A scale model of the KAAV-2 was unveiled for the first time by Hanwha Defense during ADEX 2019. Talking to Naval News during the 2021 edition held last month, Lance Corporal of the ROK Marine Corps, Han Jang, said that the development of KAAV-2 is almost complete. The service is now waiting for delivery preparations by 2023 or 2024. The program was supposed to reach initial operational capabilities (IOC) by this year, but this has been delayed.
With the absence of official information about KAAV-2 during ADEX 2021, Jang verbally noted that KAAV-2 can be operated regardless of water levels, and will be maneuvered by three marines with 21 expeditionary marines on board for landing.
Jang told Naval News:
“The 1st Division of Marine Corps initially planned to use improved KAAV-1 instead of acquiring the next-generation vehicle, but KAAV-1 will not go through the performance improvement project, since the Marine Corps decided to have KAAV-2.”
However, he was open to possibilities that improved KAAV-1s could be used as alternatives in case KAAV-2 development is further delayed or cancelled.

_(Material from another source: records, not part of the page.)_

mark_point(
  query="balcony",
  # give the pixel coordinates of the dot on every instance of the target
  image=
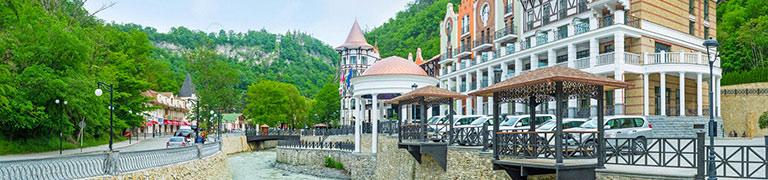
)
(505, 34)
(464, 50)
(605, 59)
(582, 63)
(483, 43)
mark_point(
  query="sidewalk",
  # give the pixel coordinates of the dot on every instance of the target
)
(86, 150)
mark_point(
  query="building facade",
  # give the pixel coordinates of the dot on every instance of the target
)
(656, 45)
(356, 56)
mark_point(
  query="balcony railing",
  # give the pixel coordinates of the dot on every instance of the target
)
(503, 32)
(582, 63)
(605, 59)
(632, 58)
(581, 28)
(605, 21)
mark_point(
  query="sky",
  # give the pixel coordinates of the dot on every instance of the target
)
(327, 20)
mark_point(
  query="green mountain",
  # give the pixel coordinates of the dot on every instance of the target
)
(418, 26)
(293, 57)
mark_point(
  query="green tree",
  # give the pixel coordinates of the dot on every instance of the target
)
(273, 103)
(325, 107)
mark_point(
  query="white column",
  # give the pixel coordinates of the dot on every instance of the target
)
(699, 101)
(646, 104)
(717, 96)
(618, 16)
(358, 123)
(571, 54)
(594, 50)
(663, 93)
(551, 57)
(375, 123)
(682, 94)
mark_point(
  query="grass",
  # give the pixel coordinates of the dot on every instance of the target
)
(332, 163)
(45, 144)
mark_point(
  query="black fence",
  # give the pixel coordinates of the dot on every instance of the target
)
(344, 146)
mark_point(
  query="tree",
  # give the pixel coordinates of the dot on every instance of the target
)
(273, 103)
(325, 107)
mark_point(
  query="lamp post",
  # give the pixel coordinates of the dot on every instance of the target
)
(711, 174)
(197, 116)
(61, 133)
(99, 92)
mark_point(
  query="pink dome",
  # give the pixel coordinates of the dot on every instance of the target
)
(394, 65)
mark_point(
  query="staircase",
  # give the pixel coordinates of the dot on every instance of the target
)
(673, 126)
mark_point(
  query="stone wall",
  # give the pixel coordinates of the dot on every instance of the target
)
(212, 167)
(741, 111)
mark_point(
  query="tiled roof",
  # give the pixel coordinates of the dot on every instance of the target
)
(394, 65)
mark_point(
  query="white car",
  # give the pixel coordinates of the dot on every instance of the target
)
(521, 122)
(625, 127)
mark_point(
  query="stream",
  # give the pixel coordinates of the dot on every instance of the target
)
(258, 165)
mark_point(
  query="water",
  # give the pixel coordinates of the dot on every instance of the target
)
(258, 165)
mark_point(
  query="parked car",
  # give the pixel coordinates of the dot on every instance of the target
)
(625, 127)
(568, 123)
(521, 122)
(176, 141)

It was also confirmed that a similar number of new KAAV-2s would be introduced to the Marine Corps, since Marines have been using 164 KAAV-1s so far, if they choose to adopt KAAV-2 soon.

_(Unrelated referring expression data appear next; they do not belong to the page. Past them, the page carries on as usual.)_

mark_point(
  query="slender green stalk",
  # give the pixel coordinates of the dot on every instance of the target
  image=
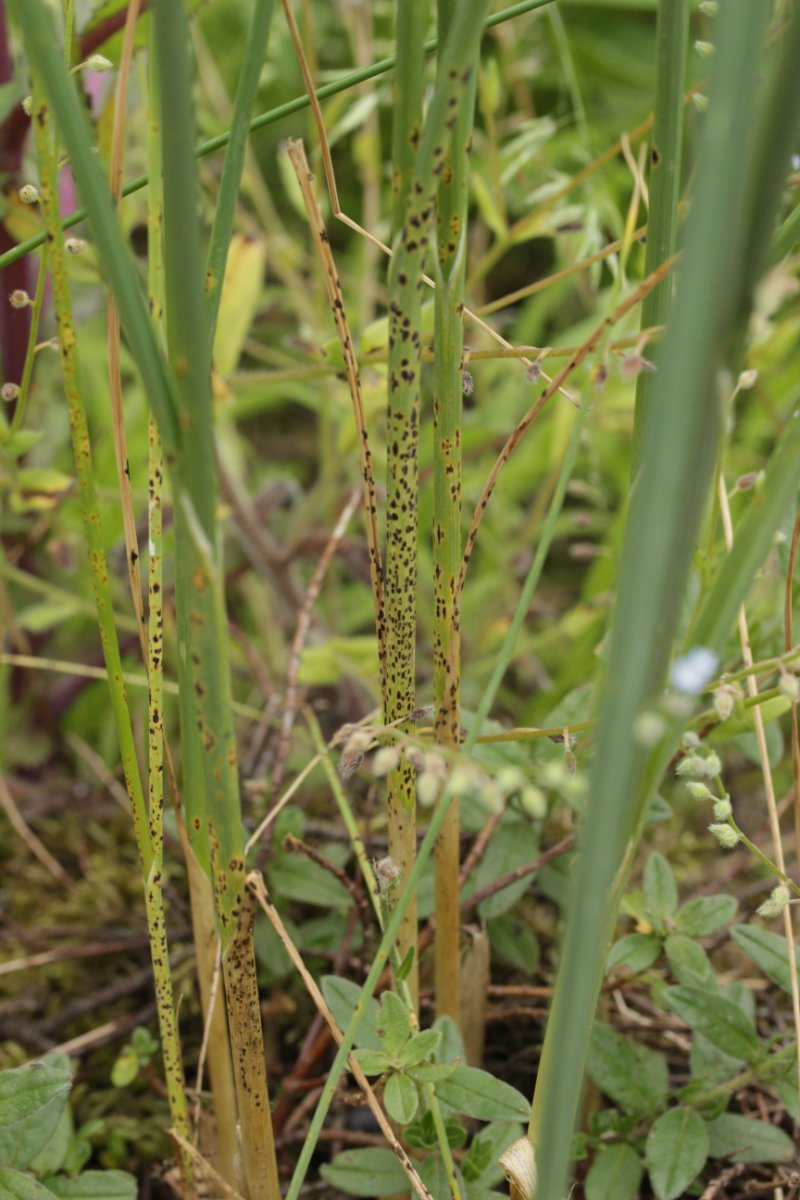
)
(403, 424)
(735, 190)
(203, 651)
(352, 79)
(672, 42)
(440, 811)
(450, 271)
(149, 849)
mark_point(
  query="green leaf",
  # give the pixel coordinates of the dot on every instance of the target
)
(373, 1062)
(515, 843)
(476, 1093)
(615, 1174)
(689, 963)
(675, 1152)
(451, 1045)
(417, 1049)
(717, 1019)
(632, 1075)
(31, 1102)
(16, 1186)
(366, 1173)
(401, 1098)
(95, 1186)
(394, 1024)
(747, 1140)
(703, 916)
(660, 891)
(341, 996)
(769, 952)
(636, 952)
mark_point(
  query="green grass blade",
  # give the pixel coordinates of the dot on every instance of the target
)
(679, 450)
(352, 79)
(672, 42)
(223, 219)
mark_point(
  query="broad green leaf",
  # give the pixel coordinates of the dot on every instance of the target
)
(747, 1140)
(689, 963)
(31, 1102)
(660, 891)
(373, 1062)
(476, 1093)
(703, 916)
(394, 1025)
(417, 1049)
(675, 1152)
(636, 952)
(632, 1075)
(366, 1173)
(432, 1072)
(401, 1098)
(451, 1045)
(95, 1186)
(615, 1174)
(717, 1019)
(16, 1186)
(341, 996)
(768, 951)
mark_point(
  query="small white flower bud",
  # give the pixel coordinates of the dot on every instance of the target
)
(727, 837)
(722, 810)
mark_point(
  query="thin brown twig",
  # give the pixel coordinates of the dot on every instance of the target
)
(296, 846)
(505, 881)
(256, 886)
(26, 834)
(301, 633)
(575, 360)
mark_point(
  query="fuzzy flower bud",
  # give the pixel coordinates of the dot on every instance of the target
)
(775, 904)
(97, 63)
(727, 837)
(722, 810)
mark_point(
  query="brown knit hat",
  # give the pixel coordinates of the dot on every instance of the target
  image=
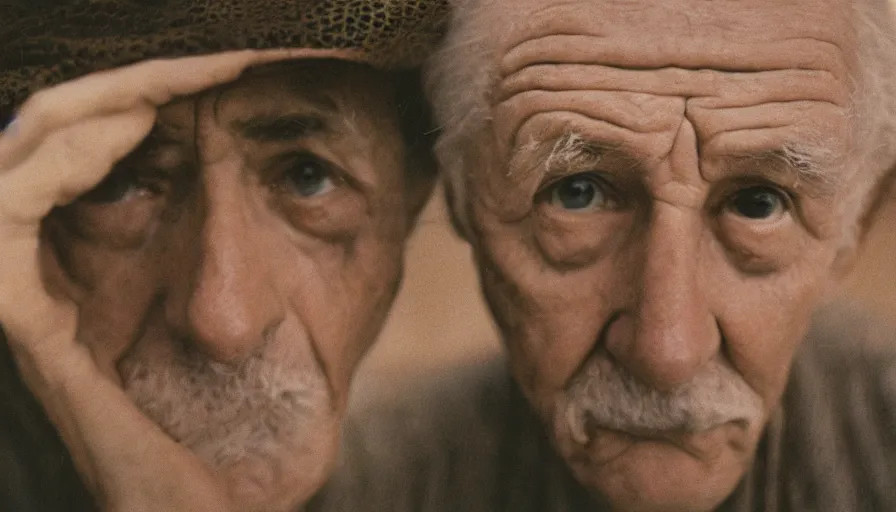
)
(45, 42)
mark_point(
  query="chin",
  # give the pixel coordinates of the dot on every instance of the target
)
(268, 485)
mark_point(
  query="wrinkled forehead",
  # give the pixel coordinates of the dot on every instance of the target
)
(316, 96)
(745, 35)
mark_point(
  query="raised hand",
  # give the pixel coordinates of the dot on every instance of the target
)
(63, 142)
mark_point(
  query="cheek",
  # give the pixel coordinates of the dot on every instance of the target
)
(551, 319)
(341, 294)
(764, 319)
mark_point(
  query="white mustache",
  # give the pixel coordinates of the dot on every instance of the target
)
(609, 397)
(223, 412)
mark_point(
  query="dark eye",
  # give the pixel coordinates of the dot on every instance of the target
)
(757, 202)
(581, 192)
(309, 177)
(122, 186)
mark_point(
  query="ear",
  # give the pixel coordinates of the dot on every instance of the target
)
(453, 214)
(883, 193)
(420, 185)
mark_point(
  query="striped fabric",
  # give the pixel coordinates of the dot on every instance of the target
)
(467, 441)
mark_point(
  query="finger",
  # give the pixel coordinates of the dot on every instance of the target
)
(153, 82)
(69, 163)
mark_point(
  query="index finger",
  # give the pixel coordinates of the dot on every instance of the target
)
(153, 82)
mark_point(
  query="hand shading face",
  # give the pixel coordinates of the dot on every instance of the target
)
(665, 195)
(235, 267)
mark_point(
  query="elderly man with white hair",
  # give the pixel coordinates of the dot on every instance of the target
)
(660, 195)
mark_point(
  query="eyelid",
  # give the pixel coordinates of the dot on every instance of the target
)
(788, 197)
(608, 188)
(283, 162)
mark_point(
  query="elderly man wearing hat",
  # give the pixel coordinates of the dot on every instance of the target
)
(201, 233)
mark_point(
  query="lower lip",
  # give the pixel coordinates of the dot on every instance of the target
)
(608, 444)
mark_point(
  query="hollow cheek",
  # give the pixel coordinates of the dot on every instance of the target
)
(575, 239)
(114, 290)
(766, 324)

The most distinct feature between KAAV-1 and 2 is the speed. KAAV-1 can be operated with the maximum speed of 72 km/h on land and 13 km/h at sea, but the Marine Corps aims to increase the speed of KAAV-2 to 100 km/h on land and 30 km/h at sea, by changing the design of a blow plane that would help vehicles go through sea waves more efficiently. Additionally, Jang added that a gun turret and improved ordnance will be placed on KAAV-2, and that the new amphibious vehicle will not need a co-driver unlike the previous model.

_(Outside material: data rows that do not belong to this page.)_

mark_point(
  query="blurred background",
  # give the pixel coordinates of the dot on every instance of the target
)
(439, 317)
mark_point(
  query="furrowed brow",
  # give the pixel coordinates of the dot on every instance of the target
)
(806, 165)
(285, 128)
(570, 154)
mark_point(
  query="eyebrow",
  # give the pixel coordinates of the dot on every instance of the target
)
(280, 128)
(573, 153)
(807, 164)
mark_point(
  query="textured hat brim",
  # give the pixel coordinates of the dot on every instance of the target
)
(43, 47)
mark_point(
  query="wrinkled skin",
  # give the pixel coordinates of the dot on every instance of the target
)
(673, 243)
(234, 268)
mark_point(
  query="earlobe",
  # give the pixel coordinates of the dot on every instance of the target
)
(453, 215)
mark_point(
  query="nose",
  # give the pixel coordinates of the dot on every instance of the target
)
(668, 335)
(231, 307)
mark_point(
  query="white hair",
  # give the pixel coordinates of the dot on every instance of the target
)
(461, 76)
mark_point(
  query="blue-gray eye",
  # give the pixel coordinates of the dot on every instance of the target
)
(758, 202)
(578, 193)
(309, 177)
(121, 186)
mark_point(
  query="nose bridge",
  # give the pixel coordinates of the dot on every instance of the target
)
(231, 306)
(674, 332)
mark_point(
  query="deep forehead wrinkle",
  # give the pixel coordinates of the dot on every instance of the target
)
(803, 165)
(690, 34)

The 139th Defense Business Project Committee, held by the Defense Acquisition Program Administration (DAPA) on September 28th, approved the acquisition of KAAV-2 to ensure maneuverability and survivability, in preparation for the replacement of the ageing KAAV-1s used by the ROK Marine Corps. The committee decided to develop KAAV-2’s engine indigenously by domestic research and development.